L’istanza puntava a ottenere uno o più incontri protetti, alla presenza dei servizi sociali, del tutore e con il coinvolgimento della famiglia adottiva. I giudici, però, hanno respinto la richiesta. Nell’ordinanza spiegano che “pur prendendo atto umanamente della situazione drammatica in cui versa la madre, non si ritiene opportuno un riavvicinamento con le minori, in quanto risulterebbe pregiudizievole per le stesse”.
Una decisione arrivata mentre la donna sostiene di avere ormai ricostruito la propria vita e di essere uscita da tempo dalla dipendenza che aveva contribuito alla perdita delle figlie.

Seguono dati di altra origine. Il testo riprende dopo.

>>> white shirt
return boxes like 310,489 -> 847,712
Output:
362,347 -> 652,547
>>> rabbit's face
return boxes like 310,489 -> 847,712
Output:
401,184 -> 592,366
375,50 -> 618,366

Il ricorso respinto e la protesta dei legali
Durante la permanenza in comunità furono autorizzati incontri e contatti telefonici con i genitori, che successivamente tentarono di ottenere la revoca del provvedimento sostenendo di avere sempre cercato, nonostante le difficoltà, di garantire ai figli tutto il necessario. Nel ricorso si affermava che i minori “non hanno mai subito privazioni” e che la famiglia poteva contare anche sull’aiuto dei parenti. Il tribunale, tuttavia, confermò le proprie valutazioni, osservando che i genitori continuavano a negare le criticità emerse dalle verifiche e che i figli manifestavano evidenti situazioni di disagio.
Da quel procedimento prese avvio l’iter per la dichiarazione dello stato di abbandono e, dopo l’adozione delle due bambine, i genitori chiesero soltanto di poter consultare il fascicolo. Negli ultimi mesi, però, il peggioramento delle condizioni di salute della madre ha portato a una nuova istanza.
I suoi avvocati hanno spiegato che alla donna è stato comunicato un quadro clinico terminale e che il suo unico desiderio è rivedere le figlie prima di morire. Dopo il rigetto della richiesta, i legali hanno definito il provvedimento estremamente grave: “Si è scelta la strada più radicale: impedire qualsiasi contatto, perfino davanti alla morte imminente della madre”, hanno dichiarato gli avvocati.